A total of 24 metabolites showed a significant association in the same direction as the discovery group.
Finally, a quantitative assay was developed and applied to a new set of 864 cases and 864 control individuals matched for age, gender and race, with approximately 260 to 340 pairs per race, from the three studies involved in the initial, discovery stage of the current research.
The targeted assay quantified eight of the 24 metabolites, with five significantly associated with incident CHD: imidazole propionate, 3-hydroxy-2-ethylpropionate, 4-hydroxyphenylacetate, trans-4-hydroxyproline, and 3-hydroxybutyrate.
The odds ratios for these small molecules ranged from 1.18 to 1.27, after adjusting for social and demographic factors, lifestyles, and body mass index.

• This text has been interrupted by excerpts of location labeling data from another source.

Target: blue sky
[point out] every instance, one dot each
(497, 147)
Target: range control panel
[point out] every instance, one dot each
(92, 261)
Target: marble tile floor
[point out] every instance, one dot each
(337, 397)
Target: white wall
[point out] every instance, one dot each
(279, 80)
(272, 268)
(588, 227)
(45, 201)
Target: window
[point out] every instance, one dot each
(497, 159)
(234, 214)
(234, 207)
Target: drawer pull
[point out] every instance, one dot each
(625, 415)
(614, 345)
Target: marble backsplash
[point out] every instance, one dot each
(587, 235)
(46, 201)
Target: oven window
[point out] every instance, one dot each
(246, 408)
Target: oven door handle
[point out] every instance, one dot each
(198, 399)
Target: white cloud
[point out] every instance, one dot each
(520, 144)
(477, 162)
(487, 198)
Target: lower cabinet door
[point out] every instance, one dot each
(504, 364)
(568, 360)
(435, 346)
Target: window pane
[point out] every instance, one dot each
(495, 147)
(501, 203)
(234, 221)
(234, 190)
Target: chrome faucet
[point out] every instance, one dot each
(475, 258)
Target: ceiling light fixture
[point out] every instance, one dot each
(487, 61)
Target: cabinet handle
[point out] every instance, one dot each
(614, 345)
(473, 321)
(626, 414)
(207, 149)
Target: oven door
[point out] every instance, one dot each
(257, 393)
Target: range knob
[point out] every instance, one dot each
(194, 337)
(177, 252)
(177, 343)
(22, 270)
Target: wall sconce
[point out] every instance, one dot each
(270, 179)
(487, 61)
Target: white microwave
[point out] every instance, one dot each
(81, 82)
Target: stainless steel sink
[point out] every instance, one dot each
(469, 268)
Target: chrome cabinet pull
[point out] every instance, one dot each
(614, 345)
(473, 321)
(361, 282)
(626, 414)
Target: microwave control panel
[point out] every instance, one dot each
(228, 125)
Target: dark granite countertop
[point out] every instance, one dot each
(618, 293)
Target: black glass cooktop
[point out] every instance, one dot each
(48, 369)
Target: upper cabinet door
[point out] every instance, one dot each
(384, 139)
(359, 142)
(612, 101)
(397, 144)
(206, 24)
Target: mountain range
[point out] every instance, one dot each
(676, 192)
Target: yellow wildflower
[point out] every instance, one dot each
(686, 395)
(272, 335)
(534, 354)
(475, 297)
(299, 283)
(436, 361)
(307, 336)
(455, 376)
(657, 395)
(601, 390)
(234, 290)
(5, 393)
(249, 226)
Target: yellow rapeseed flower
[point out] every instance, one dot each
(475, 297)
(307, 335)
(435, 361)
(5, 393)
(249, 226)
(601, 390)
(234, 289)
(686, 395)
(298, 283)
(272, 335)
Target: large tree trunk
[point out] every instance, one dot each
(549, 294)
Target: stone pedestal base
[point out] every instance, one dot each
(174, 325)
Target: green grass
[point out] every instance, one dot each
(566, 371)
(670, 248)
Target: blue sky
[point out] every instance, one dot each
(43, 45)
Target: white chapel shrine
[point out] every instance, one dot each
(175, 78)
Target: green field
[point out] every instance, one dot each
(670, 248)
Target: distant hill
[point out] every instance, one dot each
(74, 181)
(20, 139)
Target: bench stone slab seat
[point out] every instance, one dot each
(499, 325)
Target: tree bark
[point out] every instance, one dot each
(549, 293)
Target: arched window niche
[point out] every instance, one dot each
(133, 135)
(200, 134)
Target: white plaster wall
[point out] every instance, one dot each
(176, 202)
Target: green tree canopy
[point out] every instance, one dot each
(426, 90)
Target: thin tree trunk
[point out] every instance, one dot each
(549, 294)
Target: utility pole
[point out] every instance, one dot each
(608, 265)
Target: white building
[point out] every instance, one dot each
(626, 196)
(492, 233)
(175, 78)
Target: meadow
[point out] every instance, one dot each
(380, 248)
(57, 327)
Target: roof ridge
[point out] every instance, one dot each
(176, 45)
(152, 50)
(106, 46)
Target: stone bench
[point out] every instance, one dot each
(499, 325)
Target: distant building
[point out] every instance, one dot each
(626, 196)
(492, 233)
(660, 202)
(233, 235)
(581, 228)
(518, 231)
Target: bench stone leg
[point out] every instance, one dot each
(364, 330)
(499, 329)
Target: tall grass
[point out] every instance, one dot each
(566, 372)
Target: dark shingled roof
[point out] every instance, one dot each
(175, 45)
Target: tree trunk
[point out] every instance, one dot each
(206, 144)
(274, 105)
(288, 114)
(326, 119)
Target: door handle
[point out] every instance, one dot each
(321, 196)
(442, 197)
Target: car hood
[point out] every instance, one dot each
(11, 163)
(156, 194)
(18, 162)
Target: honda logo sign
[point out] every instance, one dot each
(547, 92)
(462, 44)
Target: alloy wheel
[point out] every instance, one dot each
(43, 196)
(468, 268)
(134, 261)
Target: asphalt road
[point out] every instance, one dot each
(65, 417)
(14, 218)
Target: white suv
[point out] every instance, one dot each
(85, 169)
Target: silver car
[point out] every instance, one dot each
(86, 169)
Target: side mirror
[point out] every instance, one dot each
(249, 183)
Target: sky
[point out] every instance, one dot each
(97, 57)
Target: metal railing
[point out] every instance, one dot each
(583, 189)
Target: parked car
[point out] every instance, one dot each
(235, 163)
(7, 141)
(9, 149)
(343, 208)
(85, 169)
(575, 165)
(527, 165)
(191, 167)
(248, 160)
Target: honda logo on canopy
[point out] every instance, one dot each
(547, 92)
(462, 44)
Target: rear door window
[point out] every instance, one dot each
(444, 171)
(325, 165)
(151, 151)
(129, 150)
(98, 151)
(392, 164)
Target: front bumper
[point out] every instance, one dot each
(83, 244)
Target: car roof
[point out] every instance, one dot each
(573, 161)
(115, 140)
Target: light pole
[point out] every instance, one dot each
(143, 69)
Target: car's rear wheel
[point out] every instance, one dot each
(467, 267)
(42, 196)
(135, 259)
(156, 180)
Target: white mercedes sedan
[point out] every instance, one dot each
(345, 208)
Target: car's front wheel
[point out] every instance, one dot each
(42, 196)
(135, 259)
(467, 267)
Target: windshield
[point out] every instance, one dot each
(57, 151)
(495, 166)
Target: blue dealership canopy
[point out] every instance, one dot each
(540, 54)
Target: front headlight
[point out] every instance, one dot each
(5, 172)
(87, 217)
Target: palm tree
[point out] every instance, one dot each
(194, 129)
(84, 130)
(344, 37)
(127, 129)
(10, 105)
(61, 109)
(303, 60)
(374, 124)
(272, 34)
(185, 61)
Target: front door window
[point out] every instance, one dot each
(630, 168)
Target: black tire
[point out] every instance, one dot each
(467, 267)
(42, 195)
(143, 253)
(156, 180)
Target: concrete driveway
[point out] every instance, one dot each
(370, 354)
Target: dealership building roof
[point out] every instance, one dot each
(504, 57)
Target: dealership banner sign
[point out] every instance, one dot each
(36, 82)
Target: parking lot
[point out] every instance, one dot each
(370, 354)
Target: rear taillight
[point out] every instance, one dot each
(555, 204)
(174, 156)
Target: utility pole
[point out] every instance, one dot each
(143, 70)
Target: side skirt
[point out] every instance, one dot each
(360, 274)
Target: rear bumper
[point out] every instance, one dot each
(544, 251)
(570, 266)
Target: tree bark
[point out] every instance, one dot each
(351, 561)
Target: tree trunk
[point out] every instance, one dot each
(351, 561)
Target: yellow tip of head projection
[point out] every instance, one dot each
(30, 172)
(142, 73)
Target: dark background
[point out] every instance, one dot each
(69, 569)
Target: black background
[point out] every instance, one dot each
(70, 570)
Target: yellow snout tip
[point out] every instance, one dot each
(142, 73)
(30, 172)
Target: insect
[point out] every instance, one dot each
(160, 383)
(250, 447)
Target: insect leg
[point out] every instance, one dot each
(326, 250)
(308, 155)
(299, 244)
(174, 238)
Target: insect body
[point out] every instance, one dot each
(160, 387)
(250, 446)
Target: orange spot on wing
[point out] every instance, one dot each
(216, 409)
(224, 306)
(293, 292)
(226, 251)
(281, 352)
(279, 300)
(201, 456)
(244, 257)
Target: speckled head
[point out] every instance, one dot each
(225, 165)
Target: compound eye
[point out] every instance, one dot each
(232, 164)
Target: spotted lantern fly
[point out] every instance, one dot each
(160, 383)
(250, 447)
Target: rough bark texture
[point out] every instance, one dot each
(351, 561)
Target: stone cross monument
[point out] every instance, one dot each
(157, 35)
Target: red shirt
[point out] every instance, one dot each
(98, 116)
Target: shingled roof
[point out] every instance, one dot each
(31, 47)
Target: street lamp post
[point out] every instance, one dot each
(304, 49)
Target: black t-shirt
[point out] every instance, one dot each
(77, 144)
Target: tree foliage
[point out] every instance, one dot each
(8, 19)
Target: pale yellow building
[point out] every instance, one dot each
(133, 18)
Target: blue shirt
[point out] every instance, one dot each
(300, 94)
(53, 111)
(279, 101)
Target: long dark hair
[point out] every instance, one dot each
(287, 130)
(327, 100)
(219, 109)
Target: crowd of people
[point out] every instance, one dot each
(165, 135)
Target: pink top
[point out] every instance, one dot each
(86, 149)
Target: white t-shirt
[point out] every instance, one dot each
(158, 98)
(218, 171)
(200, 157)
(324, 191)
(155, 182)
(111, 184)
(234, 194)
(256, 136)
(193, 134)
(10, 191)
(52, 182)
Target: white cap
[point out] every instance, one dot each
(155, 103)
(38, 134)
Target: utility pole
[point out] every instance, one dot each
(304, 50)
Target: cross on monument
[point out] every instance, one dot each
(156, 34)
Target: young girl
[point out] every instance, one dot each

The targeted assay also measured eight other promising microbial metabolites, four of which were significantly associated with incident CHD: trimethylamine N-oxide, phenylacetyl-L-glutamine, 4-hydroxyhippuric acid, and indolepropionate.
Most associations were consistent across demographics, lifestyles, metabolic disease history, family CHD history, and follow-up time, although there were some potential effect alterations with race, age, obesity status, and follow-up time.
The researchers acknowledge their inability to validate all significant metabolites due to differences in metabolomic assay coverage across the three stages.
Nonetheless, they say that their results, particularly the quantitative validation, confirmed the role of microbial amino acid metabolites in cardiometabolic diseases.
Microbial metabolites in the lipid pathway were also linked with incident CHD, including trimethylamine N-oxide (TMAO) from choline, phosphatidylcholine, and l-carnitine, 3-hydroxybutyrate from fatty acids and ketogenic amino acids, and sphingomyelin among participants with dyslipidemia.
The researchers noted: “TMAO exemplifies how gut microbial metabolism of dietary intakes (e.g., egg and red meat) affects CVD risk and prognosis.”